What’s the big deal?”

“The big deal is that this guy was expecting a professor to
call him, and when I said that I was from the police he got confused and he put
his son on the phone. The son doesn’t want him involved with the cops. I think
he’s afraid we’re after him for something.”

“You want me to call him?”

“No. I want you to go over there with me. You can spin your
professor bullshit, and we’ll see if that gets the son calmed down, and gets
the father to talk.”

“You’re welcome for the tip, Mr. Ungrateful,” I said. I
looked at my watch. “When do you want to go?”

“I’m on my way to your house now. Should be there in about
ten.”

“Crap. I’m almost home, but I haven’t fed Rochester or given
him his evening walk.”

“Get a move on, then.”

19 – Difficult Times

By the time we reached our townhouse, Rick was pulling up in
the driveway.

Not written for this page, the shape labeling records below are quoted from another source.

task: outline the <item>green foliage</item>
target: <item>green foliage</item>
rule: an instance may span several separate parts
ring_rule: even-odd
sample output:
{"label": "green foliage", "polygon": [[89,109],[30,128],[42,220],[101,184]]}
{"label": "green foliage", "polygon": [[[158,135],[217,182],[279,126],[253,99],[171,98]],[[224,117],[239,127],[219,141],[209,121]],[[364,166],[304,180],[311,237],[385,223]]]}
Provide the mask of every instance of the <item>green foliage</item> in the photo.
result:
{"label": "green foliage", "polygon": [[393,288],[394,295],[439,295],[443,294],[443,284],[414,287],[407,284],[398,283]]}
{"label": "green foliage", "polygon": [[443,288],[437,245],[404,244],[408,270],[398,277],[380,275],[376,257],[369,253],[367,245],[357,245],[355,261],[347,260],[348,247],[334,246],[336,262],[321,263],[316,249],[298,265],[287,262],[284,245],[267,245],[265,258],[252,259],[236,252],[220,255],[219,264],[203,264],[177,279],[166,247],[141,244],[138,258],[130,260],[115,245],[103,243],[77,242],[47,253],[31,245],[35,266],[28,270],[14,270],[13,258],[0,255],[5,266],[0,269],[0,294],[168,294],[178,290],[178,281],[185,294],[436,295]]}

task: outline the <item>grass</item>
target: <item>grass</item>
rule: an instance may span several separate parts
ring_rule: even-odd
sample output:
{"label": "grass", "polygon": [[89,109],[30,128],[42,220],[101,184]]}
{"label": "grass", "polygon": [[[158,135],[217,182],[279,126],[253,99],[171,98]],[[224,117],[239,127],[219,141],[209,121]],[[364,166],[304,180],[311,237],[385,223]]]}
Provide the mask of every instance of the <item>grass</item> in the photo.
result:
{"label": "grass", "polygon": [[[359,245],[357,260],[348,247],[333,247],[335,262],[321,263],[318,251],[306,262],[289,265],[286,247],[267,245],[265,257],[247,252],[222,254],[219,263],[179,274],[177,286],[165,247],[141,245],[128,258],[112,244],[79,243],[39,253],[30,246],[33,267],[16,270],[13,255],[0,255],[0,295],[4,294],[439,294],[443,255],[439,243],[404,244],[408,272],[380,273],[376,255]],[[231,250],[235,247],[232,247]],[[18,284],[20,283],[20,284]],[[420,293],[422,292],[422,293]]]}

I poured some chow in Rochester’s bowl, put up the gate to the
second floor, and made sure there was water in his bowl. “Back soon, puppy,” I
said, hurrying out the front door as he attacked his dinner with gusto.

Bristol is an old town, one of the oldest in Pennsylvania.
It has three claims to fame: it was an early commercial center, and the
Delaware Canal begins there, the one that runs through Stewart’s Crossing on
its way to Easton. And then there’s “The Bristol Stomp,” a 1960s song by the
Dovells, which you still hear played all over Bucks County.

“You have an address for the Carters, I presume,” I said,
getting into Rick’s truck.

“No, I figured we’d triangulate the cell phone signal when
we get close,” he said, slamming the truck into reverse and backing out my
driveway. “Of course I have an address.”

“Why are you so angry at me?” I asked, holding onto the door
as he rocketed down Minsk Lane. “I’m just trying to help you.”

“Investigation is my job,” he said. “And yet somehow you manage
to wiggle your way into my cases.”

“I thought you wanted my help.” He stopped to wait for the
gates to River Bend to open and allow us out. “I can get out here if you don’t
want me along.”

“I don’t like needing your help,” he said. “It makes me feel
like I can’t do what I’m supposed to.”

“That’s dumb,” I said. “You don’t do your own autopsies, do
you? Collect the crime scene data? Prosecute defendants?”

“They’re all part of the team,” he said.

I crossed my arms over my chest. “And I’m not?”

“You’re an amateur.”

“And an ex-con,” I said. “I’m always going to be that in
your mind, aren’t I? No matter how long we’re friends, and how much I do to
show you that I’m trying to change?”

“I didn’t mean that.”

“That’s the way it came across. What would the chief of
police say if he knew you were friends with a felon?”

“He can’t tell me who my friends are.”

“But if he knew that I was helping you with this case, he
wouldn’t be happy, would he?”

Rick sighed deeply. “He wants me to get this case cleared.
So he’ll have to live with how I do things. I’m sorry I snapped at you. I’m frustrated
because I can’t seem to get any traction on my own.”